— Ну и ну, — говорит он. — Неожиданный поворот событий. Да уж, сегодня поистине день признаний.
— Я тоже хочу кое в чем признаться, мистер Галли, — смущенно бормочу я.
Молодой человек довольно ухмыляется, наклоняется и, запустив пальцы в башмак, чешет ступню.
— Я так и думал, мисс, — говорит он, выпрямляясь. — Я так и думал.
Улаживать все вопросы, срочно требовавшие внимания, пришлось мистеру Баверстоку, ибо через час после ссоры оба Дюпора покинули Эвенвуд — Персей, вне себя от ярости, укатил в Лондон, а мистер Рандольф с женой уехал в Уэльс, напоследок объявив, правда, о своем намерении присутствовать на дознании по делу о смерти матери.

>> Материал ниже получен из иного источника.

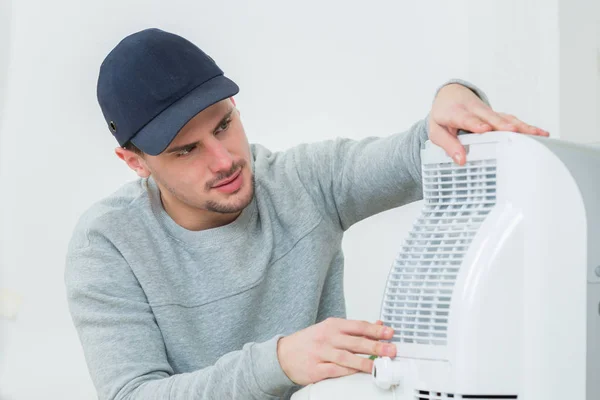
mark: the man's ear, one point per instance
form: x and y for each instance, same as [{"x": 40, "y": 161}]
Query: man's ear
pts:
[{"x": 134, "y": 161}]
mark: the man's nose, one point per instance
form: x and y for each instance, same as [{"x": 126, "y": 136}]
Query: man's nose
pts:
[{"x": 219, "y": 157}]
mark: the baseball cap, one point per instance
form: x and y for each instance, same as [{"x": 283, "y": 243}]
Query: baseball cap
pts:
[{"x": 152, "y": 83}]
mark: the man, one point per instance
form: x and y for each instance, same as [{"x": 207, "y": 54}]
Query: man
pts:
[{"x": 219, "y": 273}]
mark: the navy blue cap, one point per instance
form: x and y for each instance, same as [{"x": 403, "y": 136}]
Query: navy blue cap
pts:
[{"x": 152, "y": 83}]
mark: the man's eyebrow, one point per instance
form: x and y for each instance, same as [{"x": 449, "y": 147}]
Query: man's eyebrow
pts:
[
  {"x": 225, "y": 118},
  {"x": 182, "y": 147},
  {"x": 185, "y": 146}
]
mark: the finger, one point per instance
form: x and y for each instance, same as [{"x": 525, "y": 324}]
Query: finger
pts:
[
  {"x": 367, "y": 329},
  {"x": 523, "y": 127},
  {"x": 450, "y": 143},
  {"x": 332, "y": 370},
  {"x": 465, "y": 120},
  {"x": 346, "y": 359},
  {"x": 520, "y": 126},
  {"x": 496, "y": 120},
  {"x": 361, "y": 345}
]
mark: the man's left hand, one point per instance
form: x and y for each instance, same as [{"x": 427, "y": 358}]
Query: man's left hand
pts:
[{"x": 456, "y": 108}]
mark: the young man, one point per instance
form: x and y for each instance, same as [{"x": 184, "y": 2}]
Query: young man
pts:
[{"x": 219, "y": 273}]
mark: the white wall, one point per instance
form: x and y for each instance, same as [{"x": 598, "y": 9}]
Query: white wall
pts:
[{"x": 308, "y": 71}]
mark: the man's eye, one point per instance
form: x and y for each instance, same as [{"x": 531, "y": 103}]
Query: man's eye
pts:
[
  {"x": 224, "y": 125},
  {"x": 186, "y": 151}
]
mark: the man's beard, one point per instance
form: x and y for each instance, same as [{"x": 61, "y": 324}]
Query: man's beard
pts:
[
  {"x": 236, "y": 206},
  {"x": 225, "y": 207}
]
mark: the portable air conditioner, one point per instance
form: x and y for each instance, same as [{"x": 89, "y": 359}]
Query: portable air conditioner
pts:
[{"x": 495, "y": 293}]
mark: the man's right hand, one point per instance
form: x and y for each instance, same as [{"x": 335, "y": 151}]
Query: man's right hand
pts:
[{"x": 329, "y": 349}]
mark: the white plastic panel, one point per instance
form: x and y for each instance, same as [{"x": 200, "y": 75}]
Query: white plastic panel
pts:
[{"x": 419, "y": 289}]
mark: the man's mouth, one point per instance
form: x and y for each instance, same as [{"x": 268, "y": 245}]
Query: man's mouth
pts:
[{"x": 228, "y": 180}]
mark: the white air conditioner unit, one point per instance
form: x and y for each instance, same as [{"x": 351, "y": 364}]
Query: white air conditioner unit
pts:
[{"x": 495, "y": 293}]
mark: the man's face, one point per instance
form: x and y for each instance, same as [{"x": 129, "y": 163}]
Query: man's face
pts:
[{"x": 207, "y": 166}]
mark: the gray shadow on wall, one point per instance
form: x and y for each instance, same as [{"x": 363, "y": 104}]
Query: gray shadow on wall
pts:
[{"x": 5, "y": 28}]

Разумеется, маленький мир Эвенвуда был потрясен невероятными событиями до самых своих основ. Леди Тансор покончила собой! Она замешана в убийстве не только своей бывшей служанки, а еще и родного отца! Мистер Персей не сын полковника Залуски! Мистер Рандольф Дюпор тайно женат на домоправительнице! Даже самые закоренелые болтуны и сплетники не находили слов от изумления. Чем все закончится? И что станется с ними теперь, когда могущественный род Дюпоров унижен?
Мистер Покок и старший дворецкий мистер Эпплгейт старались всех успокоить.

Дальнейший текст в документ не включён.